Divine sons and kings. The birds that hover over the heads of Ramesses II in the 19th Dynasty Elephantine stela (compare with Elephantine stela), and Jesus in the baptism scene by Lorenzo and Jacopo Salimbeni, shown here, signify that each is a god’s son. The dove in the baptism scene descends on Jesus as John the Baptist, shown to the right of Jesus, anoints him in the presence of the disciples. According to the Gospels, the heavens opened up and the Holy Spirit came down in the form of a dove as a voice from heaven declared, “This is my son, whom I love; with whom I am well pleased” (Matthew 3:16–17; Mark 1:10–11; Luke 3:21–22; John 1:32–34).

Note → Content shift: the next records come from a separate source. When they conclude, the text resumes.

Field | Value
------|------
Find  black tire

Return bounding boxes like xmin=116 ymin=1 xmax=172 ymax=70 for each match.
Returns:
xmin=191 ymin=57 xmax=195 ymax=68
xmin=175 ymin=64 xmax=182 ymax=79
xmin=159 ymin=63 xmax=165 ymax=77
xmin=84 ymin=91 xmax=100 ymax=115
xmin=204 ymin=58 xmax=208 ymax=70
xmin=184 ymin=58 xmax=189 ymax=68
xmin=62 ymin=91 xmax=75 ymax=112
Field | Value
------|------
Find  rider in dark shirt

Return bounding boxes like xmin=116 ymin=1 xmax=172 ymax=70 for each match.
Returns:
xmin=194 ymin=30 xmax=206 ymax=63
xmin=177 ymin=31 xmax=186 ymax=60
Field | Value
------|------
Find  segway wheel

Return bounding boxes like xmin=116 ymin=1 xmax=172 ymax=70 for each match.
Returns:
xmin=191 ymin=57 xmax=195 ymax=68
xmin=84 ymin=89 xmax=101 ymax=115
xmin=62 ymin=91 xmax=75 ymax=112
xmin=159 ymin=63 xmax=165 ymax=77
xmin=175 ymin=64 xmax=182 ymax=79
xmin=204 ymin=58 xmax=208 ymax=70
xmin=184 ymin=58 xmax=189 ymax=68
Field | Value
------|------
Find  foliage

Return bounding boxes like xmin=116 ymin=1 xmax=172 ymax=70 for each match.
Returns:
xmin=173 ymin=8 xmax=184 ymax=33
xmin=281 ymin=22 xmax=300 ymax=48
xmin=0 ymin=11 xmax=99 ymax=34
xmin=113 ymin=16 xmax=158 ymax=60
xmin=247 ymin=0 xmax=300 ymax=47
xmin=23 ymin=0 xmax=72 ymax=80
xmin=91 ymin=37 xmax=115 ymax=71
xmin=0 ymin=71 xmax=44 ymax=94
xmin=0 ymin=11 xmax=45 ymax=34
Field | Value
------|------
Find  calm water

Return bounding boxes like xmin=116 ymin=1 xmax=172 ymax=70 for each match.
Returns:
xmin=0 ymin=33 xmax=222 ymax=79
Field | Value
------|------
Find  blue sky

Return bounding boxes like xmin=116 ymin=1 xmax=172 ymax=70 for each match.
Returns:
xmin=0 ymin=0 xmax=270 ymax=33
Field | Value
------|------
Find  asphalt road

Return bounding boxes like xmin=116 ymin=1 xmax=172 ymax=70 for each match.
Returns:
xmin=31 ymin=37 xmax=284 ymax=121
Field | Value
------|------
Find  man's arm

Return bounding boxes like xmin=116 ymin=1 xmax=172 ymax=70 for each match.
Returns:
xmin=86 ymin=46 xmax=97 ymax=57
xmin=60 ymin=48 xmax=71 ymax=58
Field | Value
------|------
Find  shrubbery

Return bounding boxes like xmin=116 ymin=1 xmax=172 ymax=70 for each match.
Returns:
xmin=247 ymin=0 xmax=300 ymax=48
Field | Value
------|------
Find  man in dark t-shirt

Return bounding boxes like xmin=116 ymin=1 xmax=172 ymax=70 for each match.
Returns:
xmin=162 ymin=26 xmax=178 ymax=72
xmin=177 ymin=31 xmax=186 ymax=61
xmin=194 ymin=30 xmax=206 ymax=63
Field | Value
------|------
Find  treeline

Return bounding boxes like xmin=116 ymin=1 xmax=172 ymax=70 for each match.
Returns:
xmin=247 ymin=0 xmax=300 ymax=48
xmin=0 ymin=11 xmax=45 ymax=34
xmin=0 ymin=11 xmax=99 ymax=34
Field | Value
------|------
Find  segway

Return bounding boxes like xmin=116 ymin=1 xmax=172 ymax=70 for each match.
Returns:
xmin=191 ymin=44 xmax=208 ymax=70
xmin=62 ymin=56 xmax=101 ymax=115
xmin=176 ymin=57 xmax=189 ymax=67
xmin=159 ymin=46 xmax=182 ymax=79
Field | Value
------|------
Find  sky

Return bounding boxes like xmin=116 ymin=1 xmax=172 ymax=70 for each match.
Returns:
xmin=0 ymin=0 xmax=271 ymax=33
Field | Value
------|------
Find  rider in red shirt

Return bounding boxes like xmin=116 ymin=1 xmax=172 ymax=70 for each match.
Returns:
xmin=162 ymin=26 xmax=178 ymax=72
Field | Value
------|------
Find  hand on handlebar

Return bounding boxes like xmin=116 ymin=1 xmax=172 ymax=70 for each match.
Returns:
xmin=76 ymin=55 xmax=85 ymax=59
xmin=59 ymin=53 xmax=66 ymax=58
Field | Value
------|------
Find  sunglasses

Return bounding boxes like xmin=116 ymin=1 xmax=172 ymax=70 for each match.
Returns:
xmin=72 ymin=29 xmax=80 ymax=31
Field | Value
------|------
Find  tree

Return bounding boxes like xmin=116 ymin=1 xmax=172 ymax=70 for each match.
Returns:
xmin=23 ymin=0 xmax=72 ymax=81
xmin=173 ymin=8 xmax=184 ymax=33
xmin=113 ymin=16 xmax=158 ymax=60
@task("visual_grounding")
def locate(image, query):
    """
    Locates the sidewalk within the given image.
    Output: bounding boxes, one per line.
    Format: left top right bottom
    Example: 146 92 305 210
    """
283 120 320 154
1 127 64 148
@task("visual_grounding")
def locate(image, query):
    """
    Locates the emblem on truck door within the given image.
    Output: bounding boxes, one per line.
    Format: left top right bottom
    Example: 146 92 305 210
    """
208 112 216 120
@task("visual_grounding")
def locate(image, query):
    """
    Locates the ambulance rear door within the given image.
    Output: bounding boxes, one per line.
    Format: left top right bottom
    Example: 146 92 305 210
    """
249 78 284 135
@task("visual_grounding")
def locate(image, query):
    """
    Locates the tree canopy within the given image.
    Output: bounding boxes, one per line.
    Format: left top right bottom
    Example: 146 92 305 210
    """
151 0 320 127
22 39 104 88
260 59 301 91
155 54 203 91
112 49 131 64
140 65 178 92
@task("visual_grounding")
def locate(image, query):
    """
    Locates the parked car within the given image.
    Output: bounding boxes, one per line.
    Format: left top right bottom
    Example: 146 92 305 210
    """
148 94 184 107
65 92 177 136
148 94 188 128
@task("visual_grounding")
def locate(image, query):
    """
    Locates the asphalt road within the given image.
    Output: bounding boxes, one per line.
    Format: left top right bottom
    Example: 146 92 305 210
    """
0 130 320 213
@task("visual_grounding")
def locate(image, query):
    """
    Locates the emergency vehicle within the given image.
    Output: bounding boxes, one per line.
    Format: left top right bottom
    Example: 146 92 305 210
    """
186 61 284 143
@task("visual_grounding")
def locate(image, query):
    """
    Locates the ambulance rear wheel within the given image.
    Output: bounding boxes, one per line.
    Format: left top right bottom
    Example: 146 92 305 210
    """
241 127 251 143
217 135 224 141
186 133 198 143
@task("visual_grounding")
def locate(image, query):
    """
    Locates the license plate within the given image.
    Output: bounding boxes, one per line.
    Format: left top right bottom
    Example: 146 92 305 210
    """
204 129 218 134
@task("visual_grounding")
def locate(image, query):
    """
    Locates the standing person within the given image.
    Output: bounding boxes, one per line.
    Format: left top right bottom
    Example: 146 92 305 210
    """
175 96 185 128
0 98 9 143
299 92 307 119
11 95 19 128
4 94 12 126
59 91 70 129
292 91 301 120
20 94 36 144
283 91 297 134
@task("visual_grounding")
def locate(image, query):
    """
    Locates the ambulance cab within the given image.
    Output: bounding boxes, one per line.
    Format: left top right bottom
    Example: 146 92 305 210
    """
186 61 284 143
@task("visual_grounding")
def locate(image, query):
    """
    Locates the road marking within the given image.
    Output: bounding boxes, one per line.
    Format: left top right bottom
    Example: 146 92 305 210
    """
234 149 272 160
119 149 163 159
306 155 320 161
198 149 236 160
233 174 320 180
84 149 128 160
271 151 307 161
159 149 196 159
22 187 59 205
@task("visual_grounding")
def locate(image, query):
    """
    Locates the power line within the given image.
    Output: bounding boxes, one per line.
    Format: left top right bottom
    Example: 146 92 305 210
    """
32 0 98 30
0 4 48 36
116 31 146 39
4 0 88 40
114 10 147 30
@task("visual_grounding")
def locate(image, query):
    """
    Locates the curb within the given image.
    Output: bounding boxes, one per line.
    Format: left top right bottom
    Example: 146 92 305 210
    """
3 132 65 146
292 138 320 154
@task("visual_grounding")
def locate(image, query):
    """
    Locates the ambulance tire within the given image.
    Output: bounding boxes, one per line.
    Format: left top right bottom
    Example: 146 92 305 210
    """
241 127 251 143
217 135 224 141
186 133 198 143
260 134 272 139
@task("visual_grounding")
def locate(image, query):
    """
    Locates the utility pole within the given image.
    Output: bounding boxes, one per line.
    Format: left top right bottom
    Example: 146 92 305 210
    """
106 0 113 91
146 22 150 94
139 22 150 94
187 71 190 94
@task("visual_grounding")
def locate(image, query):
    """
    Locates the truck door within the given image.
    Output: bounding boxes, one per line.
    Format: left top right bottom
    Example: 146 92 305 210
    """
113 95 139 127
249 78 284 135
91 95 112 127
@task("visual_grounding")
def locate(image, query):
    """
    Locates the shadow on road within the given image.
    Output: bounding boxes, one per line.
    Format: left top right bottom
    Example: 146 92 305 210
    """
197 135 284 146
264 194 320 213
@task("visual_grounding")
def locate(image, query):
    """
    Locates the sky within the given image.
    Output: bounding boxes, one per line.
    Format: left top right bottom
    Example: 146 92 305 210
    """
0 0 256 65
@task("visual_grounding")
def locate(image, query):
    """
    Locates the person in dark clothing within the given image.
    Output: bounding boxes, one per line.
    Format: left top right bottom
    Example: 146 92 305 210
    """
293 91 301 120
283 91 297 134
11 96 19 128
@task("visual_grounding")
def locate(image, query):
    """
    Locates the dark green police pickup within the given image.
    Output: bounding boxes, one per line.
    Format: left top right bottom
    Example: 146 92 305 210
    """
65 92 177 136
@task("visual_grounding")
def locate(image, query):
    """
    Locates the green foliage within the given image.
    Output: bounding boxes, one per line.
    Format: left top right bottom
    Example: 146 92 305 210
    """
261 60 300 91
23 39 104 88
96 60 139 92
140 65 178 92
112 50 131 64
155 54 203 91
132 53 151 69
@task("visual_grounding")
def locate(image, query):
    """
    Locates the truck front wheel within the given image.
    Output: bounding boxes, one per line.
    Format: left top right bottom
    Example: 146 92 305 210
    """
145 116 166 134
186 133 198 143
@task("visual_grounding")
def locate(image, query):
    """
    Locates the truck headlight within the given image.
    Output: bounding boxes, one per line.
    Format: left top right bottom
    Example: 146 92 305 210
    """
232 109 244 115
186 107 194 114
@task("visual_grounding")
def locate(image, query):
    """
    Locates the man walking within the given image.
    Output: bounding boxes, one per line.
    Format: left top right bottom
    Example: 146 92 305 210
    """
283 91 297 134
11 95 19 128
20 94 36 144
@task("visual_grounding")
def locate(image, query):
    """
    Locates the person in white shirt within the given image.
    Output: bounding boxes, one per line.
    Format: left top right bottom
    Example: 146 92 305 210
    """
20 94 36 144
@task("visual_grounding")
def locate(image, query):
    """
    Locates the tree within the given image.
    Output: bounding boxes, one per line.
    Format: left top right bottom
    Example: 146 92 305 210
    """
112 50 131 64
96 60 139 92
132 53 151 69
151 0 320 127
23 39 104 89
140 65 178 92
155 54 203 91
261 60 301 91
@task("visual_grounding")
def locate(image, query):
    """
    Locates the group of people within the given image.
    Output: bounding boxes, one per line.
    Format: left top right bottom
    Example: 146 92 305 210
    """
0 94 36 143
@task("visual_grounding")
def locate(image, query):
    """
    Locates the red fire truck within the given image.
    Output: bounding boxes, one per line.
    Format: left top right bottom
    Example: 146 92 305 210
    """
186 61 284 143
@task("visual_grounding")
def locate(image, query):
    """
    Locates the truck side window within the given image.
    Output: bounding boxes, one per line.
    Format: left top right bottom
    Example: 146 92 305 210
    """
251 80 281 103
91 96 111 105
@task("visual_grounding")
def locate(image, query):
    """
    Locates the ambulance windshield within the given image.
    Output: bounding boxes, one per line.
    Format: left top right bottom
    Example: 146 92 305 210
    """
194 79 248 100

The baptism marked the beginning of Jesus’ ministry and recalled the anointing ceremony of the ancient Israelite kings. At his anointing, the king not only became the son of God, as declared in Psalm 2:7 (“You are my son, today I have begotten you.”), but was also filled with the spirit of God, according to 1 Samuel 10:1, 10; 16:13.

The Gospels’ use of the language of Psalm 2:7 in describing Jesus’ baptism and the identification of the dove with the spirit of God support the suggestion that Jesus’ anointing was meant to be seen as part of this royal Hebrew tradition.